A magnetic recording/reproducing apparatus characterized in that the first head records every other field, and the first head is used as an erasing head for at least a certain period after the second head starts recording. 2. After starting recording with the second head, the first head is used as an erasing head until a portion erased by a separately provided full-width erasing head is reached.
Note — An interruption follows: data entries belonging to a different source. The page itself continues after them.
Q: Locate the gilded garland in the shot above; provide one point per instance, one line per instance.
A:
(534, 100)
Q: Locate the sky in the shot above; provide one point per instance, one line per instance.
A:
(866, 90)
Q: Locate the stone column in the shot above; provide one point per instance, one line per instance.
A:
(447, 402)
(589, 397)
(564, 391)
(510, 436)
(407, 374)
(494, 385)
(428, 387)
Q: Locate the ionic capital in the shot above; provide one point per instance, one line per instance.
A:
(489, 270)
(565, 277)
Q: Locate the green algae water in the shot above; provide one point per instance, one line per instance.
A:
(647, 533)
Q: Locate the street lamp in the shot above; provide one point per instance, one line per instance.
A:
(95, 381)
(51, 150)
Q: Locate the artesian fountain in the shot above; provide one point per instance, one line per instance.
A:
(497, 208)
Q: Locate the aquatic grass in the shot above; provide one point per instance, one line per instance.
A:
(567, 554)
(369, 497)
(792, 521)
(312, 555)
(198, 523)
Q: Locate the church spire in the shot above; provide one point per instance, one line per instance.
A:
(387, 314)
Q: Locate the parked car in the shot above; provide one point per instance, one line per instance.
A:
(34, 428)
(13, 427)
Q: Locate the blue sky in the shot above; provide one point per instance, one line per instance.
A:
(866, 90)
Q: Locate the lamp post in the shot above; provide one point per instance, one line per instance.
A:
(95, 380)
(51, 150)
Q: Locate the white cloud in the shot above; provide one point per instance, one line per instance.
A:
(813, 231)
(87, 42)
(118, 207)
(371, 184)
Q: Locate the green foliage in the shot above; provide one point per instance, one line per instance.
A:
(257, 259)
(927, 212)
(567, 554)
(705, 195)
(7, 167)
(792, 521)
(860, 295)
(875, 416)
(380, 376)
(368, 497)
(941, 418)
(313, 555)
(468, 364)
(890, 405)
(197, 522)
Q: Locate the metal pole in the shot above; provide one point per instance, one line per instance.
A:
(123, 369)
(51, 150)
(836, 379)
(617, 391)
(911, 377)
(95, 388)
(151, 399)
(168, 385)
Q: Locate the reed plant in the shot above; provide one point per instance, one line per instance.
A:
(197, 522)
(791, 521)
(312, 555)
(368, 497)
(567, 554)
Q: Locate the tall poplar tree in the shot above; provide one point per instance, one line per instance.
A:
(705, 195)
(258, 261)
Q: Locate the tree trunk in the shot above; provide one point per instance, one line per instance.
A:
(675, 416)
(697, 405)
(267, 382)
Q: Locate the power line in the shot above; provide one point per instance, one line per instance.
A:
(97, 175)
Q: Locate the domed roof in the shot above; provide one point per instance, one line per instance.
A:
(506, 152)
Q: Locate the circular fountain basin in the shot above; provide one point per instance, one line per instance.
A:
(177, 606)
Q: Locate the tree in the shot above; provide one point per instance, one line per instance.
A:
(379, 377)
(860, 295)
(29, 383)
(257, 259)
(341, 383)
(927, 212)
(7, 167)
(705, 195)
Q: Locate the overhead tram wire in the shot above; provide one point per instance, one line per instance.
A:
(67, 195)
The magnetic recording/reproducing device according to item 1. 3 Before the second head enters the recording state, the first head
3. The magnetic recording and reproducing apparatus according to claim 1, wherein the head of the magnetic recording apparatus is placed in an erasing state. 4. A pulse train with a period of one frame adjusted so that a pulse exists when the first head reaches the starting point of a video track is added to a control signal generation circuit, and a recording command signal is added to this control signal generation circuit. , The magnetic recording device according to claim 1, wherein the pulse train after the recording command signal is outputted from the control signal generation circuit, and the first head is switched to the erasing state by this output. playback device. 5. Magnetic recording and reproducing according to claim 4, characterized in that the output of the control signal generation circuit is delayed for a certain period of time, and the delayed output returns the erasing state of the first head to the reproducing state. Device. 6 Delaying the output of the control signal generation circuit for a certain period of time,
5. The magnetic recording and reproducing apparatus according to claim 4, wherein said second head is brought into a recording state by this delayed output.